The communication of this announcement and the Tender Offer Memorandum by RCB and any other documents or materials relating to the tender offer is not being made, and such documents and/or materials have not been approved, by an authorised person for the purposes of section 21 of the Financial Services and Markets Act 2000 (the “FSMA”). Accordingly, such documents and/or materials are not being distributed to, and must not be passed on to, the general public in the United Kingdom. The communication of such documents and/or materials is exempt from the restriction on financial promotions under section 21 of the FSMA on the basis that it is only directed at and may be communicated to (1) persons who have professional experience in matters relating to investments, being investment professionals as defined in Article 19 of the Financial Services and Markets Act 2000 (Financial Promotion) Order 2005 (the “FPO”); (2) persons who fall within Article 43 of the FPO (“Members and creditors of certain bodies corporate”); (3) persons who fall within Article 49 of the FPO (“high net worth companies, unincorporated associations etc.”); or (4) any other persons to whom these documents and/or materials may lawfully be communicated. This announcement is being made by RCB. Any investment or investment activity to which the Tender Offer Memorandum relates is available only to such persons or will be engaged only with such persons and other persons should not rely on it.
The tender offer is not being made, directly or indirectly, to the public in the Republic of France. This announcement, the Tender Offer Memorandum and any other offering material relating to the tender offer may not be distributed in the Republic of France except to qualified investors as defined in Article 2(e) of Regulation (EU) 2017/1129 (the Prospectus Regulation). The Tender Offer Memorandum has not been submitted for clearance to the Autorité des Marchés Financiers.

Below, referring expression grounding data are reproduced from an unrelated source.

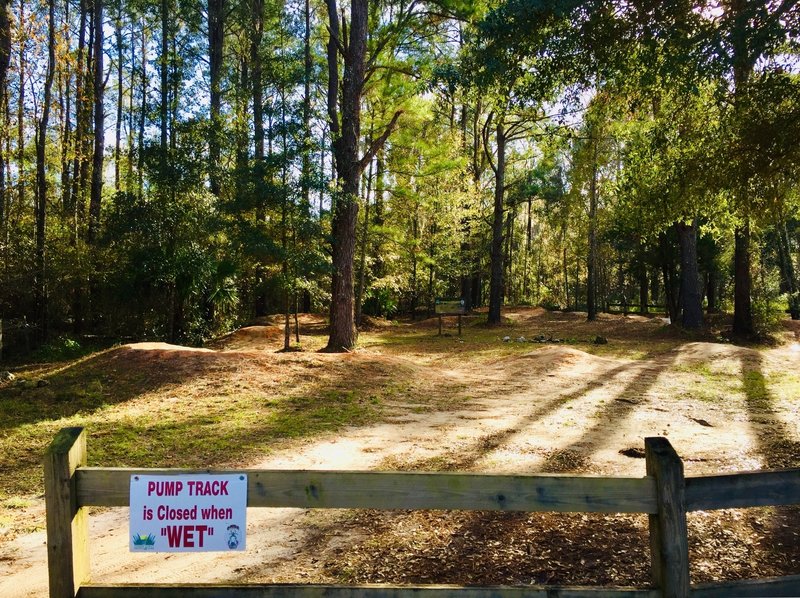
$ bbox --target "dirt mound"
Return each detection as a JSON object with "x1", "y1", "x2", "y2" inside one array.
[
  {"x1": 207, "y1": 315, "x2": 331, "y2": 351},
  {"x1": 414, "y1": 315, "x2": 461, "y2": 329},
  {"x1": 256, "y1": 313, "x2": 328, "y2": 328},
  {"x1": 111, "y1": 343, "x2": 253, "y2": 381},
  {"x1": 674, "y1": 341, "x2": 750, "y2": 365},
  {"x1": 501, "y1": 306, "x2": 548, "y2": 321},
  {"x1": 781, "y1": 317, "x2": 800, "y2": 341},
  {"x1": 500, "y1": 345, "x2": 615, "y2": 368},
  {"x1": 124, "y1": 342, "x2": 213, "y2": 352},
  {"x1": 359, "y1": 315, "x2": 395, "y2": 331},
  {"x1": 482, "y1": 345, "x2": 618, "y2": 381},
  {"x1": 208, "y1": 325, "x2": 285, "y2": 351}
]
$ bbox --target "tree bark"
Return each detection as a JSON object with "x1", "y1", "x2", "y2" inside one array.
[
  {"x1": 160, "y1": 0, "x2": 169, "y2": 169},
  {"x1": 355, "y1": 149, "x2": 373, "y2": 327},
  {"x1": 660, "y1": 230, "x2": 680, "y2": 324},
  {"x1": 503, "y1": 204, "x2": 514, "y2": 304},
  {"x1": 16, "y1": 0, "x2": 24, "y2": 212},
  {"x1": 563, "y1": 242, "x2": 569, "y2": 309},
  {"x1": 587, "y1": 136, "x2": 598, "y2": 321},
  {"x1": 373, "y1": 148, "x2": 385, "y2": 282},
  {"x1": 731, "y1": 0, "x2": 754, "y2": 336},
  {"x1": 733, "y1": 220, "x2": 753, "y2": 334},
  {"x1": 126, "y1": 19, "x2": 136, "y2": 193},
  {"x1": 523, "y1": 196, "x2": 532, "y2": 301},
  {"x1": 0, "y1": 0, "x2": 9, "y2": 230},
  {"x1": 324, "y1": 0, "x2": 399, "y2": 351},
  {"x1": 301, "y1": 0, "x2": 312, "y2": 210},
  {"x1": 59, "y1": 0, "x2": 72, "y2": 211},
  {"x1": 487, "y1": 119, "x2": 506, "y2": 326},
  {"x1": 114, "y1": 7, "x2": 123, "y2": 192},
  {"x1": 137, "y1": 22, "x2": 146, "y2": 199},
  {"x1": 88, "y1": 0, "x2": 103, "y2": 245},
  {"x1": 35, "y1": 0, "x2": 56, "y2": 338},
  {"x1": 208, "y1": 0, "x2": 224, "y2": 196},
  {"x1": 677, "y1": 219, "x2": 703, "y2": 329},
  {"x1": 705, "y1": 269, "x2": 717, "y2": 314},
  {"x1": 251, "y1": 0, "x2": 266, "y2": 317},
  {"x1": 777, "y1": 221, "x2": 799, "y2": 319},
  {"x1": 410, "y1": 205, "x2": 419, "y2": 318},
  {"x1": 638, "y1": 241, "x2": 649, "y2": 314}
]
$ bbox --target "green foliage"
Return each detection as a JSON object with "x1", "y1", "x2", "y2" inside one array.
[
  {"x1": 32, "y1": 336, "x2": 84, "y2": 362},
  {"x1": 751, "y1": 269, "x2": 788, "y2": 338},
  {"x1": 4, "y1": 0, "x2": 800, "y2": 352}
]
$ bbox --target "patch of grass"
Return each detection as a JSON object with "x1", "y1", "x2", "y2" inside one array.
[
  {"x1": 1, "y1": 496, "x2": 33, "y2": 509},
  {"x1": 742, "y1": 370, "x2": 770, "y2": 408},
  {"x1": 269, "y1": 391, "x2": 380, "y2": 439}
]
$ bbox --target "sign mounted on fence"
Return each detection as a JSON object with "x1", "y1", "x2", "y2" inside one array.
[{"x1": 129, "y1": 473, "x2": 247, "y2": 552}]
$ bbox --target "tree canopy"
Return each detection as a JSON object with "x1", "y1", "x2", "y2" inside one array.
[{"x1": 1, "y1": 0, "x2": 799, "y2": 355}]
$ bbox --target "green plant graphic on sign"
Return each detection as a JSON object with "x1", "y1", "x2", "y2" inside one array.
[{"x1": 132, "y1": 533, "x2": 156, "y2": 546}]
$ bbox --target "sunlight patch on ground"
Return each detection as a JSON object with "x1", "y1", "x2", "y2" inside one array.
[{"x1": 791, "y1": 343, "x2": 800, "y2": 353}]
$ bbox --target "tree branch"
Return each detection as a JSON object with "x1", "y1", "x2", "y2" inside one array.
[
  {"x1": 366, "y1": 0, "x2": 421, "y2": 71},
  {"x1": 325, "y1": 0, "x2": 340, "y2": 135},
  {"x1": 359, "y1": 110, "x2": 403, "y2": 171},
  {"x1": 325, "y1": 24, "x2": 346, "y2": 57},
  {"x1": 482, "y1": 112, "x2": 497, "y2": 175}
]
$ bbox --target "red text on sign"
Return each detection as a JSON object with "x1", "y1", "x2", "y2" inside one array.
[{"x1": 161, "y1": 524, "x2": 214, "y2": 548}]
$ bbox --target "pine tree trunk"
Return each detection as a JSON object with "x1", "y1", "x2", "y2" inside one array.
[
  {"x1": 208, "y1": 0, "x2": 224, "y2": 196},
  {"x1": 777, "y1": 221, "x2": 799, "y2": 319},
  {"x1": 678, "y1": 219, "x2": 703, "y2": 329},
  {"x1": 731, "y1": 0, "x2": 754, "y2": 336},
  {"x1": 59, "y1": 0, "x2": 72, "y2": 211},
  {"x1": 251, "y1": 0, "x2": 266, "y2": 317},
  {"x1": 160, "y1": 0, "x2": 169, "y2": 169},
  {"x1": 373, "y1": 149, "x2": 385, "y2": 282},
  {"x1": 660, "y1": 230, "x2": 680, "y2": 323},
  {"x1": 325, "y1": 0, "x2": 399, "y2": 351},
  {"x1": 563, "y1": 243, "x2": 569, "y2": 309},
  {"x1": 487, "y1": 120, "x2": 505, "y2": 326},
  {"x1": 705, "y1": 269, "x2": 717, "y2": 314},
  {"x1": 0, "y1": 0, "x2": 8, "y2": 231},
  {"x1": 733, "y1": 221, "x2": 753, "y2": 335},
  {"x1": 587, "y1": 137, "x2": 598, "y2": 321},
  {"x1": 88, "y1": 0, "x2": 103, "y2": 245},
  {"x1": 16, "y1": 0, "x2": 24, "y2": 212},
  {"x1": 114, "y1": 8, "x2": 123, "y2": 193},
  {"x1": 301, "y1": 0, "x2": 312, "y2": 209},
  {"x1": 35, "y1": 0, "x2": 56, "y2": 339},
  {"x1": 355, "y1": 151, "x2": 372, "y2": 327},
  {"x1": 638, "y1": 242, "x2": 649, "y2": 314},
  {"x1": 503, "y1": 205, "x2": 513, "y2": 304},
  {"x1": 326, "y1": 0, "x2": 367, "y2": 350},
  {"x1": 70, "y1": 0, "x2": 87, "y2": 334}
]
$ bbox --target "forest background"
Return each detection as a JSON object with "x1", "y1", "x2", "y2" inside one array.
[{"x1": 1, "y1": 0, "x2": 800, "y2": 355}]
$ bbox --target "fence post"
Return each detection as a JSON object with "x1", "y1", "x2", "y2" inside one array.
[
  {"x1": 645, "y1": 437, "x2": 690, "y2": 598},
  {"x1": 44, "y1": 427, "x2": 89, "y2": 598}
]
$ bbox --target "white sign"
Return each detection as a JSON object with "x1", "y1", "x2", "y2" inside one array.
[{"x1": 130, "y1": 474, "x2": 247, "y2": 552}]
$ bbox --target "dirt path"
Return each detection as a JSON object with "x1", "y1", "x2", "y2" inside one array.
[{"x1": 2, "y1": 312, "x2": 799, "y2": 594}]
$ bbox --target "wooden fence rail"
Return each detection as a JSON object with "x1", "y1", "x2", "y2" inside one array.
[{"x1": 45, "y1": 427, "x2": 800, "y2": 598}]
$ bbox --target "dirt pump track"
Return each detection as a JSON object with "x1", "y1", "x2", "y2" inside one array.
[{"x1": 1, "y1": 308, "x2": 799, "y2": 595}]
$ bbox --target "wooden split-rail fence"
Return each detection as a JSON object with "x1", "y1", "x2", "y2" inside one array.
[{"x1": 45, "y1": 427, "x2": 800, "y2": 598}]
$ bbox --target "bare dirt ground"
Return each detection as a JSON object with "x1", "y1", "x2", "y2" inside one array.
[{"x1": 1, "y1": 308, "x2": 799, "y2": 595}]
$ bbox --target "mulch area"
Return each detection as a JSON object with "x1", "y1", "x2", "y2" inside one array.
[{"x1": 319, "y1": 506, "x2": 800, "y2": 588}]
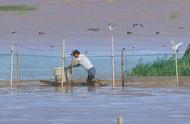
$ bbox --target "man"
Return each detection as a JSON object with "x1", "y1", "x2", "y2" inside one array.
[{"x1": 65, "y1": 50, "x2": 96, "y2": 85}]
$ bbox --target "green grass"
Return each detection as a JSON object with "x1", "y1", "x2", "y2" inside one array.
[
  {"x1": 0, "y1": 5, "x2": 37, "y2": 11},
  {"x1": 130, "y1": 44, "x2": 190, "y2": 76}
]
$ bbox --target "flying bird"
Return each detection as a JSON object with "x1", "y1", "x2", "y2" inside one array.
[
  {"x1": 125, "y1": 31, "x2": 133, "y2": 36},
  {"x1": 128, "y1": 46, "x2": 135, "y2": 49},
  {"x1": 171, "y1": 40, "x2": 183, "y2": 51},
  {"x1": 156, "y1": 32, "x2": 160, "y2": 35},
  {"x1": 178, "y1": 26, "x2": 184, "y2": 30},
  {"x1": 87, "y1": 28, "x2": 101, "y2": 32},
  {"x1": 11, "y1": 31, "x2": 16, "y2": 34},
  {"x1": 139, "y1": 24, "x2": 144, "y2": 28},
  {"x1": 161, "y1": 45, "x2": 166, "y2": 47},
  {"x1": 38, "y1": 32, "x2": 46, "y2": 35},
  {"x1": 50, "y1": 45, "x2": 55, "y2": 48},
  {"x1": 132, "y1": 24, "x2": 138, "y2": 28},
  {"x1": 132, "y1": 24, "x2": 144, "y2": 28}
]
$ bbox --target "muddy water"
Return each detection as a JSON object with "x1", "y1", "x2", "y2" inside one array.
[{"x1": 0, "y1": 86, "x2": 190, "y2": 124}]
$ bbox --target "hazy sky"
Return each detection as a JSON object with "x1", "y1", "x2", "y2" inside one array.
[{"x1": 0, "y1": 0, "x2": 190, "y2": 55}]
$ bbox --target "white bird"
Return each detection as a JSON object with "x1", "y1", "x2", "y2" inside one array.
[
  {"x1": 171, "y1": 40, "x2": 183, "y2": 51},
  {"x1": 108, "y1": 23, "x2": 118, "y2": 31}
]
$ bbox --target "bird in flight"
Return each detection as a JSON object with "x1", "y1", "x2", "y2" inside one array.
[
  {"x1": 87, "y1": 28, "x2": 102, "y2": 32},
  {"x1": 11, "y1": 31, "x2": 16, "y2": 34},
  {"x1": 132, "y1": 24, "x2": 138, "y2": 28},
  {"x1": 128, "y1": 46, "x2": 135, "y2": 49},
  {"x1": 126, "y1": 31, "x2": 133, "y2": 36},
  {"x1": 139, "y1": 24, "x2": 144, "y2": 27},
  {"x1": 38, "y1": 32, "x2": 46, "y2": 35},
  {"x1": 156, "y1": 32, "x2": 160, "y2": 35},
  {"x1": 132, "y1": 24, "x2": 144, "y2": 28},
  {"x1": 50, "y1": 45, "x2": 54, "y2": 48},
  {"x1": 178, "y1": 26, "x2": 185, "y2": 30},
  {"x1": 161, "y1": 45, "x2": 166, "y2": 47}
]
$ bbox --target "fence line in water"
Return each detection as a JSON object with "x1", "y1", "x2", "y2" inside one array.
[{"x1": 0, "y1": 53, "x2": 189, "y2": 84}]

Neither this announcement nor the Tender Offer Memorandum constitutes an offer to buy or the solicitation of an offer to sell Old Bonds (and tenders of Old Bonds in the tender offer will not be accepted from holders of Old Bonds) in any circumstances in which such offer or solicitation is unlawful. In those jurisdictions where the securities, blue sky or other laws require the tender offer to be made by a licensed broker or dealer and Allia C&C or its affiliates are such a licensed broker or dealer in any such jurisdiction, the tender offer shall be deemed to be made by Allia C&C or such affiliate, as the case may be, on behalf of CAF in such jurisdiction.